Even so … this is like a theatre owner being told by a patron that there might be a fire in the theatre. That patron may not have a big mouth, but someone else might, and the owner is responsible if they use it. So, the Supreme Court has concluded that the owners must shout “Fire!” in the crowded theatre first to follow the law.
But … we spend a lot of time talking in statistics classes about how everything is a statistical test (whether you view it that way and do the work, or not). And, one of the worst things you can do with a statistical test is to change the level of significance after you run the test. This is precisely what the Supreme Court is suggesting: Matrixx has a significance level for their tests that they used, and the Supreme Court is telling them at a later date that they should have used a higher number. They didn’t specify the number.
Columbia Univ. professor of statistics and political science, Andrew Gelman. Sample:
The USA Today Fallacy: Counting all states (or countries) equally, forgetting that many more people live in larger jurisdictions, and so you're ignoring millions and millions of Californians if you give their state the same space you give Montana and Delaware.
A statistical fallacy perhaps, but not a political one. This is the sort of thing that prevents the tyranny of the majority … you know … like the f***ing Nazis.
A statistician’s wife gives birth to twins. Excitedly, he calls everyone to share the good news. When he tells the church they say, ‘That’s terrific! Bring them down to church this Sunday, and we’ll baptize them!’
’Uh, let’s just baptize one of them,’ says the statistician. ‘We can keep the other one as a control".
A great statistics quote that everyone paraphrases:
One day when I was a junior medical student, a very important Boston surgeon visited the school and delivered a great treatise on a large number of patients who had undergone successful operations for vascular reconstruction. At the end of the lecture, a young student at the back of the room timidly asked, “Do you have any controls?” Well, the great surgeon drew himself up to his full height, hit the desk, and said, “Do you mean did I not operate on half the patients?” The hall grew very quiet then. The voice at the back of the room very hesitantly replied, “Yes, that’s what I had in mind.” Then the visitor’s fist really came down as he thundered, “Of course not. That would have doomed half of them to their death.” God, it was quiet then, and one could scarcely hear the small voice ask, “Which half?

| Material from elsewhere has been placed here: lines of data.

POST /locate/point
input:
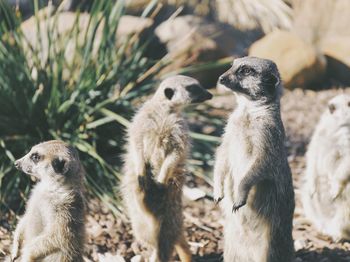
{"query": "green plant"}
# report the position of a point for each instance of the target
(83, 94)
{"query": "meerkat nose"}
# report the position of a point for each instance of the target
(223, 80)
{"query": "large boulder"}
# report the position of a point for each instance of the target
(337, 52)
(191, 39)
(315, 21)
(326, 26)
(298, 62)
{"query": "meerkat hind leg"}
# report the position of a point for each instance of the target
(183, 250)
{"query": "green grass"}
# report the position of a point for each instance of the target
(84, 92)
(84, 100)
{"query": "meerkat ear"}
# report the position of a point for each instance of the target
(331, 108)
(169, 93)
(59, 165)
(273, 80)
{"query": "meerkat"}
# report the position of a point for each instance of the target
(326, 192)
(157, 148)
(252, 177)
(52, 228)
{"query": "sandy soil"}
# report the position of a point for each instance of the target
(110, 238)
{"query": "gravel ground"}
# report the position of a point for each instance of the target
(110, 239)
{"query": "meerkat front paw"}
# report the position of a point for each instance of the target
(218, 195)
(311, 187)
(238, 205)
(15, 252)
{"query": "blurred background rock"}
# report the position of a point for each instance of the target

—Dr. E. E. Peacock, Jr., University of Arizona College of Medicine; quoted in Medical World News (September 1, 1972), p. 45 …
Paul Kedrosky put out a bleg a few weeks ago for the original cite for the story that shows up in many statistics books. Here’s Digital Roam:
A nifty little chart was created to show where the maximum number of bullet holes were located on returning aircraft. This chart showed the greatest damage not on the main wing and tail spars, engines, and core fuselage areas, but rather on the aircraft extremities. Based on this, the Air Ministry suggested adding armor to those extremities. Wald suggested they were dead wrong.
Wald said more armor should go on the places that had the least holes. Huh? What was he thinking?
Wald was keeping the Air Ministry from falling into the "survivorship bias": they were forgetting the their data did not include the planes that had been lost. If the returning planes had no holes in their wing spars and engines, the better assumption to make is that even a few holes in those places were deadly: no damage was recorded in those areas because those planes were the ones that had crashed.
The comments to Kedrosky’s piece are interesting: one commenter relates how this technique was used to improve F-4s in Vietnam.